Altering a Table | Inside Microsoft SQL Server 2005: The Storage Engine (Solid Quality Learning)

SQL Server 2005 allows existing tables to be modified in several ways. Using the ALTER TABLE command, you can make the following types of changes to an existing table:

Change the data type or NULL property of a single column
Add one or more new columns, with or without defining constraints for those columns
Add one or more constraints
Drop one or more constraints
Drop one or more columns
Enable or disable one or more constraints (applies only to CHECK and FOREIGN KEY constraints)
Enable or disable one or more triggers

Changing a Data Type

By using the ALTER COLUMN clause of ALTER TABLE, you can modify the data type or NULL property of an existing column. But be aware of the following restrictions:

The modified column can't be a text, image, ntext, or rowversion (timestamp) column.
If the modified column is the ROWGUIDCOL for the table, only DROP ROWGUIDCOL is allowed; no data type changes are allowed.
The modified column can't be a computed or replicated column.
The modified column can't have a PRIMARY KEY or FOREIGN KEY constraint defined on it.
The modified column can't be referenced in a computed column.
The modified column can't have the type changed to timestamp.
If the modified column participates in an index, the only type changes that are allowed are increasing the length of a variable-length type (for example, VARCHAR(10) to VARCHAR(20)), changing nullability of the column, or both.
If the modified column has a UNIQUE OR CHECK constraint defined on it, the only change allowed is altering the length of a variable-length column. For a UNIQUE constraint, the new length must be greater than the old length.
If the modified column has a default defined on it, the only changes that are allowed are increasing or decreasing the length of a variable-length type, changing nullability, or changing the precision or scale.
The old type of the column should have an allowed implicit conversion to the new type.
The new type always has ANSI_PADDING semantics if applicable, regardless of the current setting.
If conversion of an old type to a new type causes an overflow (arithmetic or size), the ALTER TABLE statement is aborted.
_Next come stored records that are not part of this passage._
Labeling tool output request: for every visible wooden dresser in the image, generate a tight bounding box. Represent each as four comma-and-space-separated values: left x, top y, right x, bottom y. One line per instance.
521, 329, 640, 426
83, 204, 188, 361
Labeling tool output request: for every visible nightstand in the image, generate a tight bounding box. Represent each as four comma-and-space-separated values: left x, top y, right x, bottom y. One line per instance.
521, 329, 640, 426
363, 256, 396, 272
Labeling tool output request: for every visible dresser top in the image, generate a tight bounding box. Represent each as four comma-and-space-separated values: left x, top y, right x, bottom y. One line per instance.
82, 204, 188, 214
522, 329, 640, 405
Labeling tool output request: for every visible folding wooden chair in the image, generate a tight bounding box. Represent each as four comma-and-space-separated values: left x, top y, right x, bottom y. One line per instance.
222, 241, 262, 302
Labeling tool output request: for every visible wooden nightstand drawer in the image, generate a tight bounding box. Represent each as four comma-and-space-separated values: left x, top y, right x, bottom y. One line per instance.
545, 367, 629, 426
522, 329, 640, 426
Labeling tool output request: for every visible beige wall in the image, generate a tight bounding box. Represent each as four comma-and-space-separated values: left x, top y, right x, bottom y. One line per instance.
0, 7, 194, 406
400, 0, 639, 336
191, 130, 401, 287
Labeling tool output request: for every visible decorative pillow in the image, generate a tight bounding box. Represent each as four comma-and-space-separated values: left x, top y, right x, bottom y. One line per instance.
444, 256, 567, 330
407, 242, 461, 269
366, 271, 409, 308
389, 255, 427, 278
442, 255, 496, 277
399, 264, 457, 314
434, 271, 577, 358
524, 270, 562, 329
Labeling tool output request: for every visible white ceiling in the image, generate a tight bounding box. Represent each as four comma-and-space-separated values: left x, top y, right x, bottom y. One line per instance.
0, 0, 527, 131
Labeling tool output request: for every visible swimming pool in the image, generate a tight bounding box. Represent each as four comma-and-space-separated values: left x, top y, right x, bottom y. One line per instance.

Here's the syntax and an example of using the ALTER COLUMN clause of the ALTER TABLE statement:

SYNTAX ALTER TABLE table-name ALTER COLUMN column-name         { type_name [(  prec  [, scale] ) ] [COLLATE <collation name> ]           [ NULL | NOT NULL ]           | {ADD | DROP} {ROWGUIDCOL | PERSISTED} } EXAMPLE /* Change the length of the emp_lname column in the employee    table from varchar(15) to varchar(30) */ ALTER TABLE employee ALTER COLUMN emp_name varchar(30)

Adding a New Column

You can add a new column, with or without specifying column-level constraints. You can add only one column for each ALTER TABLE statement. If the new column doesn't allow NULLs and isn't an identity column, the new column must have a default constraint defined. SQL Server populates the new column in every row with a NULL, the appropriate identity value, or the specified default. If the newly added column is nullable and has a default constraint, the existing rows of the table are not filled with the default value, but rather with NULL values. You can override this restriction by using the WITH VALUES clause so that the existing rows of the table are filled with the specified default value.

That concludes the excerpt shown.